It's funny how things in your mind can change so much without anything really changing at all. Coming to the end of this weekend, my near-term outlook on life is much less hopeful than it was this evening seven days ago. So much has changed, all without anything changing. I just now know a couple of things I'd been hoping for months would come to be most likely never will.
The funny thing is, those outcomes were probably just as certain a week ago as they are now. As all outcomes are probably certain all the time — or at least I've always tended to think they probably are. The difference is knowing, and the way we always hope. Even an incorrigible pessimist like myself hopes.
I finished the final book in the Harry Potter series today. Two years after I started, and about fifteen years late. But that's beside the point. Without giving anything too much away to the handful of other people on the planet who didn't read them in junior high, there's a very thought provoking little discourse in the second-to-last chapter about how we all know we are going to die, but simply the fact we don't know exactly when makes it seem much, much more bearable. I guess that's the same principle.

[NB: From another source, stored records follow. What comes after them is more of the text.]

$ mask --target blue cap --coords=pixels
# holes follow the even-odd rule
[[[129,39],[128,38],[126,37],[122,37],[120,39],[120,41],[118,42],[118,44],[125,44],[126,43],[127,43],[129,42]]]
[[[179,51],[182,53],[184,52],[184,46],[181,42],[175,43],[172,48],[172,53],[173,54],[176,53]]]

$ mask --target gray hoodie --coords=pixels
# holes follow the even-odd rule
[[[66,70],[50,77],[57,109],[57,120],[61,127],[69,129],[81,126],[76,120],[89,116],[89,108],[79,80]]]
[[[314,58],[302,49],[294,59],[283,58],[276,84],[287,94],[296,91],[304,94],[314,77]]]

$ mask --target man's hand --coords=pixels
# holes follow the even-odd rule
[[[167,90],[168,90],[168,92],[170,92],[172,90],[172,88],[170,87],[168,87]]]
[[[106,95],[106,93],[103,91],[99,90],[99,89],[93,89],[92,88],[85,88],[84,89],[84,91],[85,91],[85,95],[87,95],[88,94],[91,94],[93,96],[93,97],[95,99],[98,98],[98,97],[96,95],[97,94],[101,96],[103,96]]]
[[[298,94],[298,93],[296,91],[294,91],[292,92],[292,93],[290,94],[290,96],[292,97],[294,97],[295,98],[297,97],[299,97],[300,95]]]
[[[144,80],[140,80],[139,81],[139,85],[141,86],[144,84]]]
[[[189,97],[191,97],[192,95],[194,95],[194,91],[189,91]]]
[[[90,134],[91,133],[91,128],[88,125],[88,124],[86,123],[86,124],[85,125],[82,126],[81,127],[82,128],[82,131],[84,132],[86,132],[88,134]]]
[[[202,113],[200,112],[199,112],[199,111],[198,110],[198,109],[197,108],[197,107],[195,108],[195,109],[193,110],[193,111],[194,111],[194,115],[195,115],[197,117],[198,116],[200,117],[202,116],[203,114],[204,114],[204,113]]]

Or maybe its inverse.
Maybe that's where all this is coming from, and I should stop reading the teen literature I wasn't allowed to read as a teenager to try and recapture something long gone. Or maybe it's that just when I was starting to feel like I'd become remarkably better at coping, I'm suddenly having a difficult time again.
I'm really sorry if you thought this was going to be my review of Harry Potter and the Deathly Hallows and are just now realizing it's probably a trap to try and make you feel as glum as I have the past couple days. You shouldn't, and I shouldn't.
The past year has been amazing and far more than I ever could have dreamed would be December last year when things really seemed to be falling to pieces for me. All the things I've got to do and be part of, and all the people I got to get to know and be with have been amazing. That it hasn't all gone in the next direction I thought and hoped it might doesn't in any way tarnish what it was.
Like Harry realizes, in the grand scheme of things, we all end up dead. But we don't know when, and the fact that we will shouldn't detract or minimize from what was or is. So this much smaller ending shouldn't either.
There, see. I brought it back to Harry Potter. So you can't be that mad at me.